Department of Drinking Water and Sanitation

Department overview
- Jurisdiction: Government of Jharkhand
- Headquarters: Nepal House, Doranda, Ranchi, Jharkhand – 834002;
- Minister responsible: Yogendra Prasad, Minister in Charge;
- Department executive: Abu Imran, IAS, Secretary;
- Website: www.jharkhand.gov.in/drinking-water

= Department of Drinking Water and Sanitation (Jharkhand) =

Department of Government of Jharkhand

The Department of Drinking Water and Sanitation is a department under the Government of Jharkhand responsible for providing safe drinking water and improving sanitation facilities across the state, particularly in rural areas. The department implements major schemes such as the Jal Jeevan Mission and Swachh Bharat Mission to ensure functional household tap water connections and promote hygiene and sanitation practices. It focuses on improving water quality, establishing treatment plants and developing sustainable rural water supply systems.

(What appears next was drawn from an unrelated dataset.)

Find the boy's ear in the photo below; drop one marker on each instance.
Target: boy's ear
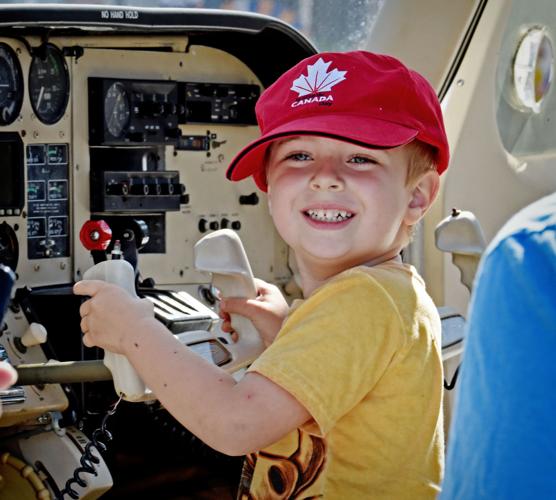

The department also works on groundwater management, water quality surveillance and community awareness programmes related to hygiene and conservation.

==Ministerial team==
The department is headed by the Cabinet Minister of Drinking Water and Sanitation, Jharkhand. Civil servants such as the Principal Secretary are appointed to support the minister in managing the department and implementing its functions. Since December 2024, the Minister for Department of Drinking Water and Sanitation is Yogendra Prasad.